If you’re a woman, pretend for a moment that you’re pregnant. If you’re a man, imagine you’re a woman who’s pregnant. Then address the question, would you chose to undergo prenatal testing? If the answer is yes, which type of testing would you chose? Finally, what would you do based on the results? As Rick and I discuss on PodMed this week, a JAMA study elegantly demonstrates that pregnant women can be educated and informed regarding prenatal testing using a computer-based tool, and that when they are so-informed, even when prenatal testing of all types is offered free of charge, they chose to undergo such testing only half of the time a control group choses it. Our conclusion is that development and utilization of such educational tools is practical and should likely be expanded to a host of complex healthcare decisions, particularly as people are being called upon more and more to engage in ‘shared decision making’ with their healthcare providers. Let’s take a look at the study.
Researchers recruited from prenatal clinics in a variety of healthcare settings in the San Francisco area, representative of many economic and educational strata as well as ethnicity. All women were less than or equal to 20 weeks of gestation with no history of previous prenatal testing in the current pregnancy. A total of 710 women were recruited, 357 of whom were randomized to a computerized interactive decision support guide conducted in their choice of either English or Spanish, along with remission of fees for any prenatal testing they chose that was not covered by their insurance, or the remainder to routine care.

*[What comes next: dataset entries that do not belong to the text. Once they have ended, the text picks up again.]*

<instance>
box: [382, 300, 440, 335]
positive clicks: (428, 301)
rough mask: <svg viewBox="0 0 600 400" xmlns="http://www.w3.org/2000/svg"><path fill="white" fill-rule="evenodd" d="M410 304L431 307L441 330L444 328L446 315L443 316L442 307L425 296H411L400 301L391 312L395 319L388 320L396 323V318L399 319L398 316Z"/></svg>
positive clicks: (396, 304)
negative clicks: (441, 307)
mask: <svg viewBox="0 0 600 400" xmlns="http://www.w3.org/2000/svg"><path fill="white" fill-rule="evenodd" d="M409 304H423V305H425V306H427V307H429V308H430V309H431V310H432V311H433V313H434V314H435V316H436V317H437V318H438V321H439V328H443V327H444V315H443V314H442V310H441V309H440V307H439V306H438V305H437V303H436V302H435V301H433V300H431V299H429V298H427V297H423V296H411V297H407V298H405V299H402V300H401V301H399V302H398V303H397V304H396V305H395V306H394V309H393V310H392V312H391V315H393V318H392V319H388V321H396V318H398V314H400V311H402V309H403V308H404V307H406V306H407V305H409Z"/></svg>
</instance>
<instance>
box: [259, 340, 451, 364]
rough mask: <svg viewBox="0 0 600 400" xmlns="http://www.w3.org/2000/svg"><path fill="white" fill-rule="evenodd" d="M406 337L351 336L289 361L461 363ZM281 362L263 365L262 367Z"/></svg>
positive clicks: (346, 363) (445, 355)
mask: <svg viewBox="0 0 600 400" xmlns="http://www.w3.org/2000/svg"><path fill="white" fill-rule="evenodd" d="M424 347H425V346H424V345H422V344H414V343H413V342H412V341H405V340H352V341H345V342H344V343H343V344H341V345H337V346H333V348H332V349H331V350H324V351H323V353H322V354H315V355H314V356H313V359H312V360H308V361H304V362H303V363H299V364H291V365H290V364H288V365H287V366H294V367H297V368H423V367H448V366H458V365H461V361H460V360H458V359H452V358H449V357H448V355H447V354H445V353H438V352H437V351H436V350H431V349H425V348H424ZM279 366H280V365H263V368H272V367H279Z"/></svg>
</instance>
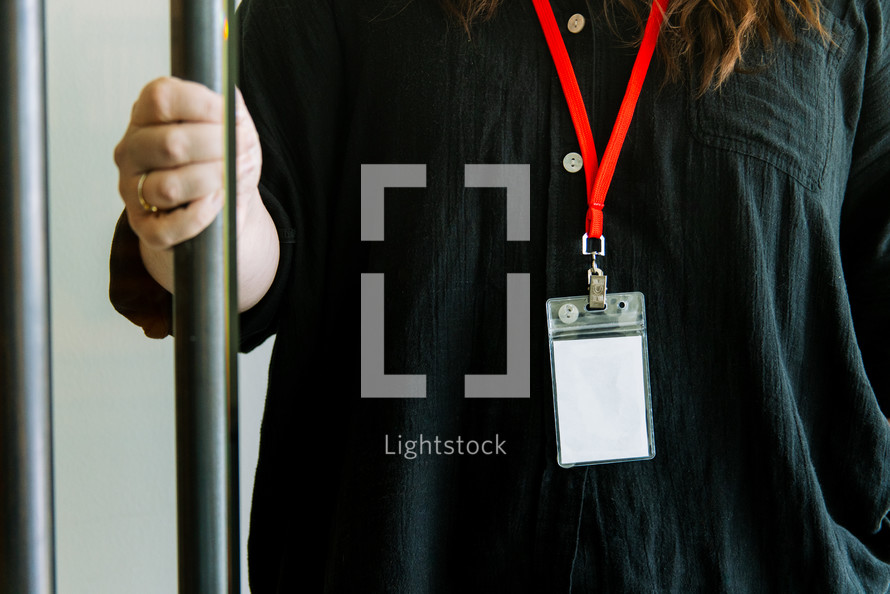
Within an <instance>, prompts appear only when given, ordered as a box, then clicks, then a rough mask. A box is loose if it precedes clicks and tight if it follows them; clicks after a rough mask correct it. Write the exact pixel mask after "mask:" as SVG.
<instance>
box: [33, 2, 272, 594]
mask: <svg viewBox="0 0 890 594" xmlns="http://www.w3.org/2000/svg"><path fill="white" fill-rule="evenodd" d="M46 18H47V38H48V41H47V66H48V93H49V172H50V184H49V188H50V237H51V239H50V242H51V270H52V281H51V282H52V294H51V298H52V320H53V335H52V340H53V391H54V400H53V406H54V418H53V422H54V440H55V444H54V445H55V452H54V455H55V504H56V546H57V548H56V553H57V582H58V592H59V593H60V594H79V593H90V594H106V593H108V594H118V593H121V592H127V593H128V594H140V593H152V594H154V593H163V594H169V593H171V592H175V591H176V492H175V451H174V450H175V445H174V413H173V362H172V352H173V343H172V340H171V339H166V340H163V341H153V340H149V339H147V338H145V337H144V336H143V335H142V333H141V331H140V330H139V329H138V328H137V327H135V326H133V325H131V324H130V323H129V322H127V321H126V320H125V319H124V318H122V317H120V316H119V315H118V314H117V313H116V312H115V311H114V310H113V309H112V307H111V305H110V304H109V302H108V250H109V246H110V244H111V236H112V231H113V229H114V224H115V221H116V220H117V217H118V215H119V213H120V211H121V208H122V202H121V201H120V198H119V197H118V196H117V172H116V169H115V167H114V164H113V161H112V150H113V148H114V145H115V144H116V143H117V141H118V140H119V139H120V137H121V135H122V134H123V131H124V128H125V125H126V122H127V120H128V117H129V113H130V107H131V105H132V102H133V101H134V99H135V98H136V96H137V94H138V92H139V89H140V88H141V86H142V85H143V84H144V83H145V82H147V81H148V80H150V79H152V78H155V77H157V76H161V75H164V74H167V73H169V48H168V46H169V25H168V18H169V3H168V2H167V1H157V0H155V1H151V2H145V1H141V2H137V1H135V0H90V1H89V2H84V1H83V0H78V1H75V0H47V17H46ZM270 346H271V341H269V342H267V343H266V344H265V345H264V346H263V347H262V348H261V349H258V351H257V352H255V353H253V354H251V355H250V356H248V357H243V356H242V357H241V368H240V377H241V393H240V408H241V428H240V432H241V444H240V447H241V484H242V495H241V502H242V509H243V512H242V541H243V540H245V539H246V536H247V517H248V516H247V510H248V509H249V505H250V492H251V486H252V483H253V468H254V463H255V460H256V451H257V450H256V447H257V440H258V430H259V429H258V428H259V419H260V415H261V411H262V406H263V397H264V392H265V385H266V367H267V363H268V356H269V349H270ZM241 550H242V557H243V556H244V551H245V548H244V546H243V545H242V549H241ZM242 574H243V575H242V577H243V583H244V584H245V586H244V591H245V592H246V591H247V588H246V566H245V565H244V563H243V561H242Z"/></svg>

The computerized guide was administered at an interview site and took 45 to 60 minutes to complete. The guide utilizes video, text, audio and graphics and a bilingual female narrator to describe prenatal testing options and their potential risks and benefits. The program emphasizes that the range of choices available are all reasonable and personal and optional additional detail is provided. Outcomes for the study included whether and which prenatal testing options were chosen by the women, verified by medical records, and an assessment by telephone of subject regret later in pregnancy on which choices were made. As I’ve
already foreshadowed, invasive prenatal testing was selected about half of the time among those who were administered the computer guide as those who received usual care. Moreover, those women who saw the guide were very happy with their decision later in pregnancy, as was the control group.
What this study tells Rick and me is it's very practical to offer this kind of guide to people making complex medical decisions, especially since it requires no additional time of any provider. So many decisions remind me of this! Should you have arthroscopic knee surgery? cardiac stenting? carotid endarterctomy? the list seems endless. If such an educational strategy were undertaken I believe it would empower people much more to feel responsible for their own health, and that's all to the good. Here, here!